# What happened to the "Feel Good Together" women's apparel brand?



## jackandcat (May 15, 2022)

In the later part of 2020, a new apparel line called "Feel Good Together" was rolled out with a prominent Style display along with signage showing women hanging out together. The apparel looked fine, the logo formed the words "Feel Good Together" in a circular pattern.  After the Style display was taken down a month later, the product seemed to disappear.  The brand has been scrubbed completely from the Target website and target.com.  What happened?


----------



## happygoth (May 15, 2022)

jackandcat said:


> In the later part of 2020, a new apparel line called "Feel Good Together" was rolled out with a prominent Style display along with signage showing women hanging out together. The apparel looked fine, the logo formed the words "Feel Good Together" in a circular pattern.  After the Style display was taken down a month later, the product seemed to disappear.  The brand has been scrubbed completely from the Target website and target.com.  What happened?
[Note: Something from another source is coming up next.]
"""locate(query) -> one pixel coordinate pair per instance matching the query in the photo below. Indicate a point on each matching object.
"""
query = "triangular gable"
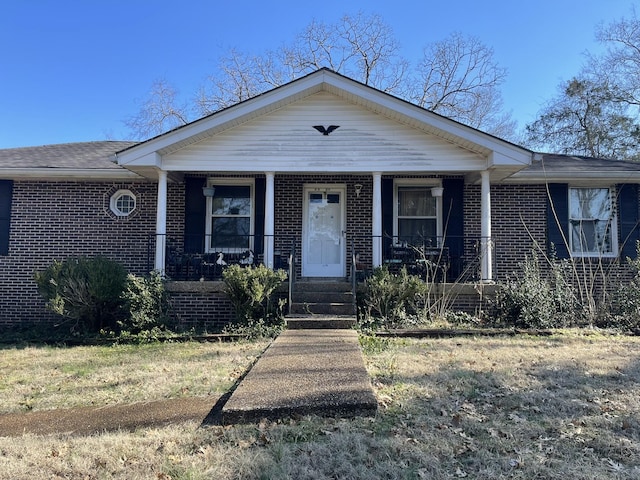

I've never heard of it, we did not have it at my store.


----------



## StyleMaven1 (May 16, 2022)

That wasn't  a brand, it was just a Family Gateway set. They usually have a theme and the matching items are produced under our Goodfellow, Cat and Jack and Universal Thread/AND lines.


----------



## jackandcat (May 16, 2022)

StyleMaven1 said:


> That wasn't  a brand, it was just a Family Gateway set. They usually have a theme and the matching items are produced under our Goodfellow, Cat and Jack and Universal Thread/AND lines.


Thank you for providing an explanation.


----------